In the film Minority Report, the police were able to see who was going to commit a murder before it happened, and then prevent it. Being able to do the same thing for heart attacks would be a major advance for cardiology—knowing who is going to have a heart attack and then preventing it from happening.
A heart attack happens when plaque that has built up in the wall of a coronary artery develops a hard surface which cracks and ruptures. A blood clot forms at the site of the rupture and eventually blocks blood flow, depriving the heart of oxygen.
It’s not uncommon for people to have plaque in their arteries. The problem is that plaques don’t all behave the same way. Some simply sit there harmlessly, never causing a problem. These are called stable plaques. Others become unstable and result in a heart attack. The trick is how do you detect the vulnerable plaque that will rupture?
“It’s been an enigma... what it is about some plaques that do this and some that don’t,” said Katey Rayner, PhD, a researcher at the Ottawa Heart Institute.
Dr. Rayner’s group has found an answer to this conundrum that could be used to not only identify individual patients at high risk, but to find the specific location in their arteries where the heart attack would occur. They did this by coming up with a way to differentiate vulnerable plaques and then showing that non-invasive imaging can be used to identify them. The findings were published recently in the journal Science Advances.
One clue that led them in the right direction is that the so-called vulnerable plaques contain clusters of dead cells. But not much was known about the actual mechanisms triggering cell death, and there was no way to determine which plaques in a patient had the dead cell clusters.
“It’s kind of a Holy Grail in coronary artery disease to measure or detect plaques before they rupture, and before they become ones that actually cause heart attacks,” she said.
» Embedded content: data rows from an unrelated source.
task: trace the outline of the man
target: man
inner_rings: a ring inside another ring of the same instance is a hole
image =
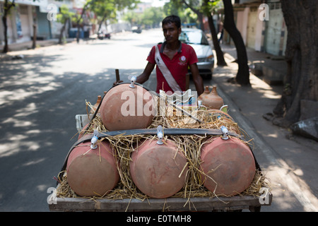
[[[141,84],[146,82],[157,65],[156,93],[160,90],[173,93],[186,91],[186,74],[189,67],[198,96],[200,95],[204,92],[204,84],[196,65],[198,59],[190,45],[179,40],[180,18],[173,15],[166,17],[163,20],[163,31],[165,42],[153,47],[147,57],[148,64],[136,82]]]

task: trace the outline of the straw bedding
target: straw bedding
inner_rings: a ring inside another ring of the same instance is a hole
[[[86,105],[91,107],[89,102]],[[167,114],[169,112],[170,114]],[[204,107],[196,109],[191,113],[195,115],[195,118],[201,120],[201,123],[184,114],[179,114],[173,107],[167,105],[164,109],[165,114],[157,115],[154,117],[153,123],[148,127],[157,128],[161,125],[163,128],[195,128],[195,129],[220,129],[220,126],[225,125],[228,131],[232,131],[239,136],[245,137],[244,141],[247,145],[252,145],[252,140],[248,138],[248,136],[235,123],[232,119],[226,113],[220,111],[209,110]],[[168,116],[167,116],[168,115]],[[107,131],[106,128],[102,124],[98,114],[93,119],[86,132],[92,133],[94,129],[98,129],[100,132]],[[163,129],[163,133],[165,130]],[[215,136],[216,138],[218,136]],[[231,137],[230,136],[230,138]],[[157,139],[156,136],[152,135],[130,135],[130,136],[107,136],[100,139],[107,140],[111,147],[115,150],[115,156],[117,162],[117,170],[120,179],[118,184],[110,192],[107,194],[98,194],[94,197],[86,197],[88,198],[138,198],[145,200],[149,197],[142,194],[132,182],[129,174],[129,164],[131,161],[131,153],[136,148],[136,145],[142,143],[145,139]],[[187,181],[184,187],[177,194],[171,197],[187,198],[192,197],[215,197],[225,196],[223,195],[216,196],[213,192],[206,189],[201,180],[200,170],[200,150],[202,145],[206,142],[211,142],[213,136],[164,136],[164,142],[170,139],[175,142],[178,150],[182,152],[187,159],[188,170],[187,172]],[[184,169],[186,168],[184,166]],[[181,174],[182,172],[180,172]],[[67,184],[67,175],[66,172],[61,172],[58,175],[60,184],[57,188],[57,197],[75,198],[78,197],[76,194],[72,191]],[[259,190],[261,187],[270,189],[271,184],[268,178],[258,170],[256,170],[255,176],[250,186],[242,193],[237,194],[240,196],[252,195],[259,196]],[[184,205],[185,206],[185,205]]]

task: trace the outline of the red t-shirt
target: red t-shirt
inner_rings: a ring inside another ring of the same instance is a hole
[[[168,68],[169,71],[170,71],[171,74],[173,78],[175,78],[180,88],[182,91],[185,91],[185,78],[186,74],[188,73],[188,66],[198,62],[196,54],[192,47],[189,44],[182,43],[177,54],[173,56],[172,59],[170,59],[163,53],[164,44],[165,44],[165,43],[160,44],[158,46],[160,52],[161,58]],[[153,46],[147,57],[147,61],[152,64],[155,64],[155,46]],[[173,92],[172,89],[169,86],[165,77],[157,66],[155,67],[155,72],[157,73],[156,92],[159,93],[159,90],[162,90],[165,92]]]

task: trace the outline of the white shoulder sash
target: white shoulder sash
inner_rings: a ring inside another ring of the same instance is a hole
[[[182,91],[178,83],[177,83],[175,78],[172,77],[170,71],[169,71],[167,66],[165,64],[165,62],[163,62],[158,45],[155,45],[155,63],[173,92]]]

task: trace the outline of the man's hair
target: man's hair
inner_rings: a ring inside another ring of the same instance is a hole
[[[168,16],[163,20],[163,25],[170,23],[175,23],[175,25],[177,26],[177,28],[181,28],[180,18],[177,16],[175,15]]]

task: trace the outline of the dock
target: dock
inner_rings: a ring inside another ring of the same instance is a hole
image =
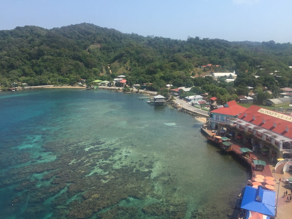
[[[82,90],[81,90],[81,91],[85,91],[85,90],[89,90],[89,89],[93,89],[93,87],[92,87],[88,88],[86,88],[85,89],[82,89]]]
[[[232,154],[232,157],[235,160],[244,164],[246,167],[251,174],[250,179],[253,179],[257,174],[264,175],[266,176],[272,176],[272,171],[268,166],[269,165],[272,164],[272,163],[268,159],[263,157],[259,153],[254,152],[249,152],[249,156],[248,157],[245,157],[240,149],[243,147],[248,147],[248,145],[245,145],[244,144],[232,139],[228,141],[231,144],[226,144],[225,145],[223,143],[223,142],[225,142],[220,140],[220,138],[212,138],[211,135],[211,131],[206,128],[206,126],[202,125],[201,127],[201,132],[205,136],[208,141],[213,143],[213,144],[216,145],[223,151],[227,154],[230,153]],[[228,145],[227,144],[230,145]],[[253,161],[256,160],[265,161],[267,164],[267,166],[262,169],[258,169],[255,168],[255,167],[253,165]]]
[[[139,98],[139,100],[148,100],[149,99],[151,99],[151,98],[153,98],[153,97],[140,97]]]

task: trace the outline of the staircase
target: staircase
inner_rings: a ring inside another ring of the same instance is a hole
[[[283,168],[285,164],[287,163],[287,162],[284,162],[281,163],[275,169],[275,173],[280,173],[280,174],[284,174],[284,171],[283,171]]]

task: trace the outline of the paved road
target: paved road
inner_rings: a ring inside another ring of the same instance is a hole
[[[194,112],[197,113],[203,116],[204,116],[209,117],[209,115],[208,114],[208,112],[202,110],[198,109],[195,107],[193,107],[191,105],[189,105],[187,102],[182,100],[181,100],[179,98],[176,98],[175,100],[175,102],[179,102],[180,103],[179,105],[182,107],[184,109],[187,110],[188,110],[193,112]]]

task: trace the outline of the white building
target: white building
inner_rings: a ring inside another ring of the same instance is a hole
[[[185,99],[189,102],[192,101],[201,101],[203,100],[203,97],[201,95],[190,96],[185,98]]]
[[[225,76],[228,77],[230,74],[232,76],[233,79],[235,79],[237,77],[235,74],[235,72],[234,71],[232,73],[230,72],[213,72],[212,73],[212,76],[214,77],[215,79],[218,78],[219,77],[224,77]]]

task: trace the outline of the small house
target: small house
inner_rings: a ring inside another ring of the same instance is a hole
[[[192,101],[201,101],[203,100],[203,97],[201,95],[189,96],[185,98],[185,99],[189,102]]]
[[[103,81],[100,82],[100,86],[107,86],[109,82],[108,81]]]
[[[253,98],[251,97],[246,97],[245,98],[239,99],[240,103],[252,103],[253,102]]]
[[[126,83],[127,83],[127,80],[125,79],[123,79],[121,81],[120,81],[120,83],[121,84],[122,86],[124,86],[126,84]]]

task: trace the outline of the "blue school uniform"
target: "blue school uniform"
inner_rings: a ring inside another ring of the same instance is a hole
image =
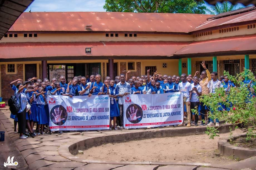
[[[141,89],[140,89],[139,87],[137,89],[136,89],[135,87],[134,87],[131,88],[132,90],[132,94],[143,94],[143,93],[142,92],[142,90]],[[136,93],[135,92],[136,92],[137,91],[139,91],[139,93]]]
[[[156,87],[155,87],[155,91],[156,92],[156,93],[158,94],[163,94],[164,93],[164,91],[160,87],[158,88]]]
[[[47,120],[46,112],[45,109],[45,99],[41,94],[40,94],[38,97],[37,104],[37,110],[39,114],[38,124],[46,124],[48,121]]]
[[[79,93],[80,91],[82,91],[85,89],[86,87],[88,86],[86,84],[85,84],[85,85],[84,85],[83,84],[81,84],[80,85],[77,87],[77,91],[78,91],[78,93]],[[80,94],[79,94],[79,96],[88,96],[89,94],[90,93],[90,90],[89,89],[87,89],[87,90],[85,91],[85,93],[83,94],[82,95],[81,95]]]
[[[75,86],[71,84],[69,86],[69,92],[67,93],[69,94],[71,94],[73,96],[76,95],[76,89],[77,88]]]
[[[95,83],[92,83],[91,85],[91,87],[90,87],[90,91],[92,90],[92,87],[95,86],[97,87],[97,88],[93,89],[93,92],[92,94],[93,95],[98,95],[98,94],[100,92],[107,92],[107,89],[105,88],[105,88],[103,88],[103,90],[102,91],[103,84],[102,82],[100,82],[98,84],[97,84],[97,83],[95,82]],[[104,90],[105,91],[104,91]]]
[[[63,84],[61,82],[60,83],[60,85],[61,88],[64,88],[64,91],[62,91],[63,93],[66,93],[66,91],[67,91],[67,88],[68,88],[67,84]]]
[[[114,87],[109,87],[109,94],[111,95],[115,95],[115,88]],[[113,97],[110,98],[110,117],[113,117],[119,116],[119,112],[117,110],[117,105],[116,101]]]
[[[16,91],[17,90],[17,88],[16,88],[16,86],[13,84],[11,85],[11,88],[14,91],[14,95],[15,95],[15,94],[16,93]],[[10,118],[14,119],[14,121],[16,121],[16,122],[18,121],[18,117],[17,117],[17,115],[13,115],[11,113],[11,115],[10,115]]]
[[[166,93],[173,93],[178,90],[178,84],[168,82],[164,84],[163,89],[165,91]]]
[[[57,89],[57,88],[55,88],[53,90],[51,90],[51,93],[53,93],[54,92],[54,91],[56,90],[56,89]],[[60,96],[60,95],[61,95],[61,94],[62,94],[63,93],[63,92],[62,91],[61,91],[61,90],[59,90],[59,91],[57,91],[57,92],[56,92],[56,93],[55,93],[55,94],[54,95],[55,95],[55,96]]]
[[[32,94],[33,93],[32,93]],[[39,120],[38,117],[38,111],[37,110],[37,105],[36,104],[37,99],[36,98],[35,94],[31,95],[31,97],[33,98],[33,101],[31,103],[31,107],[30,110],[31,110],[31,114],[33,115],[31,117],[33,117],[33,119],[31,120],[34,122],[38,122]]]

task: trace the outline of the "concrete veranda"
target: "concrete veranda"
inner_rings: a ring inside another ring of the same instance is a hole
[[[7,107],[0,109],[0,130],[4,131],[5,140],[0,142],[1,154],[0,155],[0,169],[4,169],[3,163],[8,157],[14,154],[20,166],[17,169],[240,169],[248,168],[256,169],[256,156],[248,158],[235,163],[228,166],[220,167],[218,165],[202,163],[181,163],[168,162],[104,162],[95,161],[83,162],[76,161],[74,159],[63,157],[65,152],[63,148],[70,143],[78,140],[101,136],[116,135],[118,133],[129,133],[143,131],[157,130],[155,129],[137,129],[128,131],[124,130],[115,131],[96,131],[65,133],[62,135],[53,133],[37,136],[34,138],[20,139],[18,133],[13,132],[13,120],[10,118],[10,112]],[[186,127],[178,128],[186,128]],[[198,127],[194,128],[202,128]],[[164,128],[177,129],[174,128]],[[192,129],[192,128],[191,129]],[[61,147],[60,147],[61,146]],[[64,146],[64,147],[63,147]],[[67,154],[68,153],[67,153]],[[70,157],[70,153],[69,157]],[[67,154],[67,155],[68,154]]]

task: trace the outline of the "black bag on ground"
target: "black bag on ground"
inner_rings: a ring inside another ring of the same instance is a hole
[[[19,99],[20,100],[21,95],[19,95]],[[19,110],[20,109],[21,107],[20,104],[17,102],[17,99],[15,96],[12,96],[11,98],[8,101],[8,105],[9,106],[9,109],[11,112],[14,115],[15,115],[18,113]]]

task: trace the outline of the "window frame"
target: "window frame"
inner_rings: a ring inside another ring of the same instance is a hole
[[[128,69],[128,63],[134,63],[134,69],[133,70]],[[126,62],[126,71],[137,71],[137,62],[136,61],[127,61]]]
[[[14,72],[8,72],[8,65],[14,64]],[[5,65],[5,73],[6,74],[17,74],[17,64],[14,64],[10,63],[9,64],[6,64]]]

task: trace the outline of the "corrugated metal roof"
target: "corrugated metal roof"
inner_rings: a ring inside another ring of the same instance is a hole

Another piece of the puzzle appeared about six years ago when Belgium researchers discovered that some cells in the body undergo a process of cell death called necroptosis—a process that was different from how cells usually die off in the body in that it caused inflammation.
Building on that, the Heart Institute researchers studied clusters of dead and dying cells in human plaque and discovered, for the first time, that they undergo this unusual necroptosis process.
They detected active necroptosis only in vulnerable lesions,and found that necrotic cores are active in humans with advanced atherosclerosis, she said. The findings opened the door to new ways of both diagnosing and treating vascular disease.
Necroptosis causes an inflammatory reaction. The plaque cells sit in an environment that is hostile to them and they respond to this by causing further inflammation which triggers a programmed cell suicide. Once enough cells die, the plaque becomes unstable. In other words, necroptosis underlies the plaques becoming vulnerable.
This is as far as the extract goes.